Yeah, I think those quirky megarange freewheels are from the mid-late 90s. I think they might still make em.


----------



## pinguwin (Aug 20, 2004)

Fillet-brazed said:


> those quirky megarange freewheels


What's quirky about them. I might need to pick one up for a pair of Bullseye hubs.

Pinguwin


----------



## Fillet-brazed (Jan 13, 2004)

pinguwin said:


> What's quirky about them. I might need to pick one up for a pair of Bullseye hubs.
> 
> Pinguwin


Its a little quirky when you shift from the 24t (or whatever it is) to the 34t or vice versa. Its a large change in cadence.


----------



## hollister (Sep 16, 2005)

pinguwin said:


> What's quirky about them. I might need to pick one up for a pair of Bullseye hubs.
> 
> Pinguwin


im guessing the GIANT big gear and the funny red pulley deraileure (sp?) needed.


----------



## thecrazyfinn (Apr 7, 2007)

Fillet-brazed said:


> Yeah, I think those quirky megarange freewheels are from the mid-late 90s. I think they might still make em.

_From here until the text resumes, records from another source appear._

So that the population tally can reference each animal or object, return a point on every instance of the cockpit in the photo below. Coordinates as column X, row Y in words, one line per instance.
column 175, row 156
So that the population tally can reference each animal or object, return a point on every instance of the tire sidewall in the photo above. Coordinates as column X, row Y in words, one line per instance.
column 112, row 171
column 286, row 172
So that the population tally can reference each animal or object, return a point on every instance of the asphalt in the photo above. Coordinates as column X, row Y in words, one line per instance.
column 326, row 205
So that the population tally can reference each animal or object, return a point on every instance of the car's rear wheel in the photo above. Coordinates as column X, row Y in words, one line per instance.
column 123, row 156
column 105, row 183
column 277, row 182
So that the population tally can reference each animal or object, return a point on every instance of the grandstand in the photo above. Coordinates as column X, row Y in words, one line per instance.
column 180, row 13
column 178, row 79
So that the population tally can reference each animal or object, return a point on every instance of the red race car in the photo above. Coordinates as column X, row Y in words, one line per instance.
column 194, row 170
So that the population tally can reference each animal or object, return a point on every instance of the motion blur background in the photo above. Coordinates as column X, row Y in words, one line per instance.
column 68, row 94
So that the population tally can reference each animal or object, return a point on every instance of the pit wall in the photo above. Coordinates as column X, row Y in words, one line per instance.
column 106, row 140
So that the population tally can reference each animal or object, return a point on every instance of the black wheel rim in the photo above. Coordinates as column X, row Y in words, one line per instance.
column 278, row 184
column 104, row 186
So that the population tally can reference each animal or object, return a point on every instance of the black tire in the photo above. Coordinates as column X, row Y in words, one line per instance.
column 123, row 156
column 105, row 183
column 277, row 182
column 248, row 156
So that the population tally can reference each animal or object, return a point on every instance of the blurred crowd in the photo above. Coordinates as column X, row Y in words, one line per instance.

Actually, the Megaranges are a post 2001 product, They added an 11-28 in '05 IIRC, as well as the weird 11-34.


----------



## thecrazyfinn (Apr 7, 2007)

hollister said:


> im guessing the GIANT big gear and the funny red pulley deraileure (sp?) needed.


Should work with any modern MTB derailleur. They also offer an 11-28 version.


----------



## Fillet-brazed (Jan 13, 2004)

thecrazyfinn said:


> Actually, the Megaranges are a post 2001 product, They added an 11-28 in '05 IIRC, as well as the weird 11-34.


yeah, could be, but I coulda' sworn I had a Hannebrink Extreme Terrain bike in about 2000 that had an old looking megarange on it...


----------



## thecrazyfinn (Apr 7, 2007)

Fillet-brazed said:


> yeah, could be, but I coulda' sworn I had a Hannebrink Extreme Terrain bike in about 2000 that had an old looking megarange on it...


I think they did have a 13-34 back then. The 11-xx freewheels are new designs.


----------